Using Prosthaphaeresis Formula,
$$\cos\frac y2-\cos\frac z2=-2\sin\frac{y+z}4\sin\frac{y-z}4$$
Now, $\displaystyle\cos\frac x2=\cos\frac{\pi-(y+z)}2=\sin\frac{y+z}2=2\sin\frac{y+z}4\cos\frac{y+z}4$ (Double Angle formula $\sin2A$)
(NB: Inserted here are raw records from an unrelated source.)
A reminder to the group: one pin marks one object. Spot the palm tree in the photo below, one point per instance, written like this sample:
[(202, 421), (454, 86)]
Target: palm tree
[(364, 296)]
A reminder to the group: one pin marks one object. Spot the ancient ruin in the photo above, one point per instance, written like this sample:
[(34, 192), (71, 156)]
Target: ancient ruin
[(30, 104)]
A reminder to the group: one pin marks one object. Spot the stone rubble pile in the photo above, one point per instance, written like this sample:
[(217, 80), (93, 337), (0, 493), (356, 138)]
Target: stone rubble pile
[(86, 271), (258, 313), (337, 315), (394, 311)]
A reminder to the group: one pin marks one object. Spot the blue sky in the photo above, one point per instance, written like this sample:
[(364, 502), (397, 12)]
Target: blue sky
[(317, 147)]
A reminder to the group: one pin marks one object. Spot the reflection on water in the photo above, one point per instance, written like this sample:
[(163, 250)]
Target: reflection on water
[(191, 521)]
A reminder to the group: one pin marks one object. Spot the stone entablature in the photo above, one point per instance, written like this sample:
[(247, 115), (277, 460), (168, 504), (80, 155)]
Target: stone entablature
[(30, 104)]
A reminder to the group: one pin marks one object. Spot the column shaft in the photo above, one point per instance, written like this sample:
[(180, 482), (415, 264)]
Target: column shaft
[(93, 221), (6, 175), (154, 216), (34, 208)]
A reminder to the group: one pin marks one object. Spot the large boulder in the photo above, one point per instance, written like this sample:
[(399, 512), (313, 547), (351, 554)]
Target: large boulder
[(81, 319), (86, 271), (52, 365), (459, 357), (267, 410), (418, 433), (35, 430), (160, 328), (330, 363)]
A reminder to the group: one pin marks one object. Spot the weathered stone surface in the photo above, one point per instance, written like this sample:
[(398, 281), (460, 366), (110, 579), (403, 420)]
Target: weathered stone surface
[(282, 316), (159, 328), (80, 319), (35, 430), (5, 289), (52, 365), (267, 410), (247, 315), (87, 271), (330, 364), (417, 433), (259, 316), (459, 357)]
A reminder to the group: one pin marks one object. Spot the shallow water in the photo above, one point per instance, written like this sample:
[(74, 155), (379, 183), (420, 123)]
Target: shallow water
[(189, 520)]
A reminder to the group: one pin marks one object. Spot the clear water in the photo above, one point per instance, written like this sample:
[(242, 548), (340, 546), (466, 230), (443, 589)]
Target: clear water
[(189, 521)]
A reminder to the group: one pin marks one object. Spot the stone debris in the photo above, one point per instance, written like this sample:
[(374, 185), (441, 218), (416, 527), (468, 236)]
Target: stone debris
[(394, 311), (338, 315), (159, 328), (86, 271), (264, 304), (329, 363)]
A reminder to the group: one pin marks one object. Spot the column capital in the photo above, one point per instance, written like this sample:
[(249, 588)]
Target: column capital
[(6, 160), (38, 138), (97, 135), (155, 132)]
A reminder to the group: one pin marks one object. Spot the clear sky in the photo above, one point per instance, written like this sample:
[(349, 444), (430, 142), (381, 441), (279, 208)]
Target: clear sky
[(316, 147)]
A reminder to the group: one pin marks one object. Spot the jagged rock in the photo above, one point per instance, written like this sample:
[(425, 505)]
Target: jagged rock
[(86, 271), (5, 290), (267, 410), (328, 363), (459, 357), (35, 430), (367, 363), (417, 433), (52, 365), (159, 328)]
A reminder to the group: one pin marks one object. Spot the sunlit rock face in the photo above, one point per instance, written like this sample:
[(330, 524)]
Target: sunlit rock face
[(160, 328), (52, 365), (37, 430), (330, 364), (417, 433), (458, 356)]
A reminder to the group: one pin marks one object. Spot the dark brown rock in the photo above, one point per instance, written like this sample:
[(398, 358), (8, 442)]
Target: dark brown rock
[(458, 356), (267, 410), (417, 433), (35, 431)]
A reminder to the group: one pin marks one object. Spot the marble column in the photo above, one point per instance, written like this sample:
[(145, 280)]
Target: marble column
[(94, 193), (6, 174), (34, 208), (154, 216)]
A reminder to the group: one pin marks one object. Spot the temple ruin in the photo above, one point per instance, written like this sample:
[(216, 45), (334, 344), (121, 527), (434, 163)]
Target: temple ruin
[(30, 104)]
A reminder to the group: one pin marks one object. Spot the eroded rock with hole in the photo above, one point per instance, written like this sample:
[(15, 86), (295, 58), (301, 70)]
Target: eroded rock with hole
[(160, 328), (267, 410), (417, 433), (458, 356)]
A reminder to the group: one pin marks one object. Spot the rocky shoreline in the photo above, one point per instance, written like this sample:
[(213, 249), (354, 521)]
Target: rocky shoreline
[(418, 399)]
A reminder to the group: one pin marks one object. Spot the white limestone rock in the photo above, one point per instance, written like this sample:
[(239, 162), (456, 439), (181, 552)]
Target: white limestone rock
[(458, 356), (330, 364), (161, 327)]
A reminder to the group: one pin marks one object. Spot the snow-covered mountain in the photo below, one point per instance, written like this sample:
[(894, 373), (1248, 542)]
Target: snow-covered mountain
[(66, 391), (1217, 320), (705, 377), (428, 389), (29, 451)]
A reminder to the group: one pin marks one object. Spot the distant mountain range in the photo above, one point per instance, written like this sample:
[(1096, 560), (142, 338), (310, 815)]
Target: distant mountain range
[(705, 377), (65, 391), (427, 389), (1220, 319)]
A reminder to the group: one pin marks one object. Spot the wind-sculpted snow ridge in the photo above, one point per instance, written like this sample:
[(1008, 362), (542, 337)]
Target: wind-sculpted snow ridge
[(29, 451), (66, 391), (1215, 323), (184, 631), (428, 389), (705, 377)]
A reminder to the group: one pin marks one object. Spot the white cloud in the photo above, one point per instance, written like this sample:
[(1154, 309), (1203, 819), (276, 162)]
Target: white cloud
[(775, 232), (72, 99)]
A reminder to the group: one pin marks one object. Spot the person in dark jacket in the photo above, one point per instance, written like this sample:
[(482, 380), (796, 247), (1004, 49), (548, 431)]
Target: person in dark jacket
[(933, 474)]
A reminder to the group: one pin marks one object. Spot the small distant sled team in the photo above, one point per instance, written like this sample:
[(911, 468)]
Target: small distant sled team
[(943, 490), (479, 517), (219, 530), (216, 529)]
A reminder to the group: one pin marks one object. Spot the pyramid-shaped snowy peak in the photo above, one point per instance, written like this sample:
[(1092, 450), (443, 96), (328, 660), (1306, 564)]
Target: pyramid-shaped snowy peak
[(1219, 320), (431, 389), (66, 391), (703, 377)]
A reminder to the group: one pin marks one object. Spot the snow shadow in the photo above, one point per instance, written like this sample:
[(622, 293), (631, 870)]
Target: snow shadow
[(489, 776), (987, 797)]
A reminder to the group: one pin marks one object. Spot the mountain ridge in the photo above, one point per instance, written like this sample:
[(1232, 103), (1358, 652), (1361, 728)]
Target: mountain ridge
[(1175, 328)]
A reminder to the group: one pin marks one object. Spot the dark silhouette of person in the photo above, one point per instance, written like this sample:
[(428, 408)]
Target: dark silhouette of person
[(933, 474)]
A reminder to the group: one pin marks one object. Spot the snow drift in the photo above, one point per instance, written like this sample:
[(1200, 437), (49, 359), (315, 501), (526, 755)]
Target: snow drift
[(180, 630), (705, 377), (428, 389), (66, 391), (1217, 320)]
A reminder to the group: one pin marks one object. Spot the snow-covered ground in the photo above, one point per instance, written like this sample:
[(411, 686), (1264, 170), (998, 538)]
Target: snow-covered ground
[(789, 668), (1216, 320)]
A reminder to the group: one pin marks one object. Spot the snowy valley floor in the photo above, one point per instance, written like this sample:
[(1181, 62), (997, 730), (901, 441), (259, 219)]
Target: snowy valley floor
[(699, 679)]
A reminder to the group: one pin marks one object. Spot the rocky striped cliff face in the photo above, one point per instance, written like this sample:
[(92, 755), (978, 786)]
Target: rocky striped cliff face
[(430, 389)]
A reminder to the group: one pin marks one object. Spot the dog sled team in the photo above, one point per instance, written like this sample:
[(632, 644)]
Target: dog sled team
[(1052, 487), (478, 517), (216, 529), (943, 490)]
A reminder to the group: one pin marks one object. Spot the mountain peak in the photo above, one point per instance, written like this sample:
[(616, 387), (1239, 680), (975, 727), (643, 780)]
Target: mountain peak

$$\implies \cos\frac x2+\cos\frac y2-\cos\frac z2=2\sin\frac{y+z}4\cos\frac{y+z}4-2\sin\frac{y+z}4\sin\frac{y-z}4$$
$$=2\sin\frac{y+z}4\left(\cos\frac{y+z}4-\sin\frac{y-z}4\right)$$
$\displaystyle\sin\frac{y-z}4=\cos\left(\frac\pi2-\frac{y-z}4\right)=\cos\left(\frac{x+y+z}2-\frac{y-z}4\right)$
Again apply Prosthaphaeresis formula $\displaystyle\cos C-\cos D$